Mas onde estava ela sobretudo era naquele sexto sentido, exclusivamente materno, que reside nas tetas lácteas, o sentido da sucção, pelo qual a mãe sente que se derrama no corpo do filho, e se transporta gota a gota para aquele outro eu.

Percebendo o movimento do gaúcho, foi a égua arrancada ao jubilo materno pela lembrança do que devia ao benfeitor. Correu para ele; e afastando meio agastada a rosilha, cingiu com o pescoço a espádua do amigo.

Manuel abraçou-a entre sorriso e mágoa.

— Pensavas tu, Morena, que me iria sem abraçar-te?... Adeus!... Levo de ti muitas saudades. A corrida que demos juntos, nunca, nunca hei de esquecê-la!... Duvido que já alguém sentisse prazer igual a esse. Falam outros das delícias de abraçar uma bonita rapariga; se eles te apertassem como eu a cintura esbelta, voando por estes ares!... Adeus! Lembranças ao alazãozinho.

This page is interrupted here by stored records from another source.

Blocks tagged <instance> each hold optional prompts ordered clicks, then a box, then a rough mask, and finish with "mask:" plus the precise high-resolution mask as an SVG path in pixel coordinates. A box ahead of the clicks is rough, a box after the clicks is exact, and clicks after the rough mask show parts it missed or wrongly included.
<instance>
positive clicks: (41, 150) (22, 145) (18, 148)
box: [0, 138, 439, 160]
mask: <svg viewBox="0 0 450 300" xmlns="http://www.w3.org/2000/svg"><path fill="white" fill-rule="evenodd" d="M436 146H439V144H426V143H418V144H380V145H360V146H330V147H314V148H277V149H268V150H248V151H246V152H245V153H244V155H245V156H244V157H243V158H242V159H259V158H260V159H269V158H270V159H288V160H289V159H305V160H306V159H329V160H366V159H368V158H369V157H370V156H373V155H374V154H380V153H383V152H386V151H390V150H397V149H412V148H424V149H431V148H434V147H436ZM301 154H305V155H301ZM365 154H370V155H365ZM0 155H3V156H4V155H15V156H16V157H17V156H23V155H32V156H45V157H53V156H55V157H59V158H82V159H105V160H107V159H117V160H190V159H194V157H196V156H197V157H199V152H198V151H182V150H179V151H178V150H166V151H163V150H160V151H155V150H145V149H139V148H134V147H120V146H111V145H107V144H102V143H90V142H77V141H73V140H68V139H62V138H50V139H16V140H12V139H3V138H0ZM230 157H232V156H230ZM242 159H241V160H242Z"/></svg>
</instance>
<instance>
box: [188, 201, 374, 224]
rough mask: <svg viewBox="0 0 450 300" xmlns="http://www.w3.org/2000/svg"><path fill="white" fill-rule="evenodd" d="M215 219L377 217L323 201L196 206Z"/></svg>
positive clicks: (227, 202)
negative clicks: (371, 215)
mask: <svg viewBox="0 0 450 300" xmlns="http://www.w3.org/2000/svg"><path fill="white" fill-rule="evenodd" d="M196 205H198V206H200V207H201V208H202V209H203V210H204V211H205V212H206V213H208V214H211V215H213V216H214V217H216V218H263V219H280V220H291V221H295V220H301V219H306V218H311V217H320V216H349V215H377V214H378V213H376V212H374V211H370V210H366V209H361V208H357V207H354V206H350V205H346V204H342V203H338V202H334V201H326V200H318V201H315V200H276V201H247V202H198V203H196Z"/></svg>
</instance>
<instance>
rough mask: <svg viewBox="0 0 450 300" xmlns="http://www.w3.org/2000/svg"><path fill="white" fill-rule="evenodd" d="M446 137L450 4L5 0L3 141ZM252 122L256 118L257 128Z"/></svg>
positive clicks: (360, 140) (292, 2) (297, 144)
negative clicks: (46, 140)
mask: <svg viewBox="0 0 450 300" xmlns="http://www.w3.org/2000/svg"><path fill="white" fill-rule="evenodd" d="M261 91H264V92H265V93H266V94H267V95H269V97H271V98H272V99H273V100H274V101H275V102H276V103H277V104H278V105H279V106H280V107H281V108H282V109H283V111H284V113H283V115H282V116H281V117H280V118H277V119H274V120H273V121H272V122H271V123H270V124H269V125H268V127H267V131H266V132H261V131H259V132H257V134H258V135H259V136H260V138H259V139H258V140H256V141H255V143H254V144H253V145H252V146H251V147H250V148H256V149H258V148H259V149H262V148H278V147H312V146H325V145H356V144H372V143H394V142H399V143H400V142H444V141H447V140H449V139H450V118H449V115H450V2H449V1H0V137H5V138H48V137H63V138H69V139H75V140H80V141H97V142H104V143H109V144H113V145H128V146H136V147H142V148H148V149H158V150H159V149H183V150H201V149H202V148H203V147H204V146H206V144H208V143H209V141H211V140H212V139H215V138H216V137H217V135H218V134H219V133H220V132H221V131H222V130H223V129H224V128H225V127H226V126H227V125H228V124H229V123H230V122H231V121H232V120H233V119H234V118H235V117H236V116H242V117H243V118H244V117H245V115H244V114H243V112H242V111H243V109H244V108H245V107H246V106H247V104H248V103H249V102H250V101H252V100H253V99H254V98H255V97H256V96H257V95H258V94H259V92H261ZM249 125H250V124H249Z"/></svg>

Arrebatando-se à emoção da despedida, pulou o Manuel no costado da rosilha, e apartou-se daquele sítio. No momento em que virava o rosto, que tinha voltado para ver a baia, esfregou as costas da mão pela face esquerda.

Seria uma lágrima que brotava ali?

Ficou-se imóvel a égua, com a grande pupila negra fita no cavaleiro que afastava-se rapidamente. Seu peito arfava com ornejo profundo, que parecia um soluço humano.